After about nine months, I menstruated for the second time. It was bedtime when I told my mom. I panicked this time because I saw a fair amount of blood in my urine. My mom gave me some pads, and she again set up the bed in the store room. Back in the room, I was sweating and I couldn’t sleep out of fear. I could hear strange sounds; they could have been made by the rats. I called my mom, and she took me to her room, where I slept. But in the morning, I was sent back to the stinky store room.
This time it wasn’t easy. The flow was heavy, and I experienced very sharp and strange pains in my lower stomach. Mom told me that painkillers are not good for health, so my cousin sisters prepared me a syrup. The syrup was made by boiling mint leaves and cumin seeds together and adding salt to it. It worked for me, and I felt better. I still use this syrup today.
That second time in the room, I was scared and in pain, but I managed to get through those long four days.
After my second menstruation I began menstruating regularly. During my period days, I was not allowed to sleep in my room. I was not even allowed to enter into the yard, water plants, or touch the trees. I couldn’t celebrate festivals during my period.
Even now, when I have my period I ask family members to get me lunch or snacks whenever I become hungry. I ask for water, if I am thirsty. Girls are restricted from entering into the kitchen during menstruation. When I run out of water and I am home alone, I wait for my family members or someone else to pass by so that I can ask them to get it for me. It feels humiliating to ask for food, water, and other basics again and again. And I even feel that others become irritated at having to provide me these necessary things so monotonously.
Historically, these practices were designed to ensure women could rest during their periods and have a break from heavy work. Now, things have been interpreted differently. Rather than a natural biological process, periods are connected with sin and impurity in our culture.
Today, we have made some progress. Instead of having to use homemade cotton pads, sanitary pads are easily available in stores. Still, there are taboos and rituals that we must fight against.
Myself, I do not ask men to buy sanitary pads for me. I do not ask for plastic bags or sheets of paper to wrap my sanitary pads in. I do not hide the fact that I menstruate. I write poems against these sorts of taboos and defective practices, and I focus on the respect and dignity of women.
I talk with my brother about the pain and discomfort and mood swings associated with periods so that he knows how a woman feels during her period days.

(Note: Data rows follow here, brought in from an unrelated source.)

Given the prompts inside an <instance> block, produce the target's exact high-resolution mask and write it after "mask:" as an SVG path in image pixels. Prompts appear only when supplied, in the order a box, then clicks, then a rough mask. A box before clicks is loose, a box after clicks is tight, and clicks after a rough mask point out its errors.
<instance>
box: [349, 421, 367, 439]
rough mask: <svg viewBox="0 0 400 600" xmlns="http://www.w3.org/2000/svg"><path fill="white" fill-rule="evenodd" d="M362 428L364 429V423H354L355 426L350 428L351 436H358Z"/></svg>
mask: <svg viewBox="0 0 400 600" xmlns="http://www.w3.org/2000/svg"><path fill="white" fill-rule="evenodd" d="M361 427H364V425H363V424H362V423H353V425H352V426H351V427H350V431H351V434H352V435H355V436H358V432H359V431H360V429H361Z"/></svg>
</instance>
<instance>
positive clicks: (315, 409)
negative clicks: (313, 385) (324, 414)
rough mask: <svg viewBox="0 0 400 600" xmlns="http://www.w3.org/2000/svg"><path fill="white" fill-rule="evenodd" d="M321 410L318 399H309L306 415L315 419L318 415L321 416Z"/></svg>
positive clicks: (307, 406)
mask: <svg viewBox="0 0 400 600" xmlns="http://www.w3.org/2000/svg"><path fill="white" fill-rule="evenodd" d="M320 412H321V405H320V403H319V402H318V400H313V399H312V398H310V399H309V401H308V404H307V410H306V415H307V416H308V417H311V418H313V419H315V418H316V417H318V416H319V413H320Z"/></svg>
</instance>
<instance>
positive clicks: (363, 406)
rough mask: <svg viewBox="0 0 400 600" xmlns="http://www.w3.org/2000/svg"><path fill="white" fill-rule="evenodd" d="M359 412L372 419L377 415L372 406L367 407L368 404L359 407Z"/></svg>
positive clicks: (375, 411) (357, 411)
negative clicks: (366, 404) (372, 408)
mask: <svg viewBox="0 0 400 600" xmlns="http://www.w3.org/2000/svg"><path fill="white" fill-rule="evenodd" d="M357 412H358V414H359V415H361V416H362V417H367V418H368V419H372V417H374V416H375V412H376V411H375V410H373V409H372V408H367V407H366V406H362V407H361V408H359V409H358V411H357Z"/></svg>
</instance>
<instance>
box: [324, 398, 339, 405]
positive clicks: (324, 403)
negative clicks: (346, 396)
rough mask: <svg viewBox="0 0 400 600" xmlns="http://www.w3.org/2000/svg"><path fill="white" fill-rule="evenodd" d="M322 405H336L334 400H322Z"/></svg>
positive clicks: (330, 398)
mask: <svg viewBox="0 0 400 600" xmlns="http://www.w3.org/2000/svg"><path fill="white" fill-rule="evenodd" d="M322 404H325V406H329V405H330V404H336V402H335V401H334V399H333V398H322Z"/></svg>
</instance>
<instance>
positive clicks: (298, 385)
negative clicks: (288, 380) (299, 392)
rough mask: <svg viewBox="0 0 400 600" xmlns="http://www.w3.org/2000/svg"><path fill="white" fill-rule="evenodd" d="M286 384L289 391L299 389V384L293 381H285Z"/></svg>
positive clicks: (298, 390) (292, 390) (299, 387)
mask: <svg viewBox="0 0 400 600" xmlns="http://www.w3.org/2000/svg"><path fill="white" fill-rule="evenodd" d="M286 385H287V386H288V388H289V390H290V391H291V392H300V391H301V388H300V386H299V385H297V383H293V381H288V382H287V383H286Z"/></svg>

I was born in the most developed city of Nepal, in an educated family, and I had a very bitter experience of my first menstruation. Instead of taking it as a matter of physical growth, I was made to look at it as a matter of shame.
I have raised my voice and spoken to my family about the true nature of these practices. Change starts with individuals and makes its way through families. From there, change ascends and ascends until entire societies are transformed.
Today, I can stay in my own room when I have my period. I water the tomatoes in my yard, and I pluck the guavas from our tree. In the past, this was forbidden; it was believed the crop yield would be damaged if the plant was touched by a menstruating girl.
Gradually, things are getting easier and change is happening. I even believe I could enter into the kitchen, sit down next to my brother, and eat a meal with him while having my period.
For me, I resolve that my period will never again be a matter of shame and trouble: My period will be my source of pride.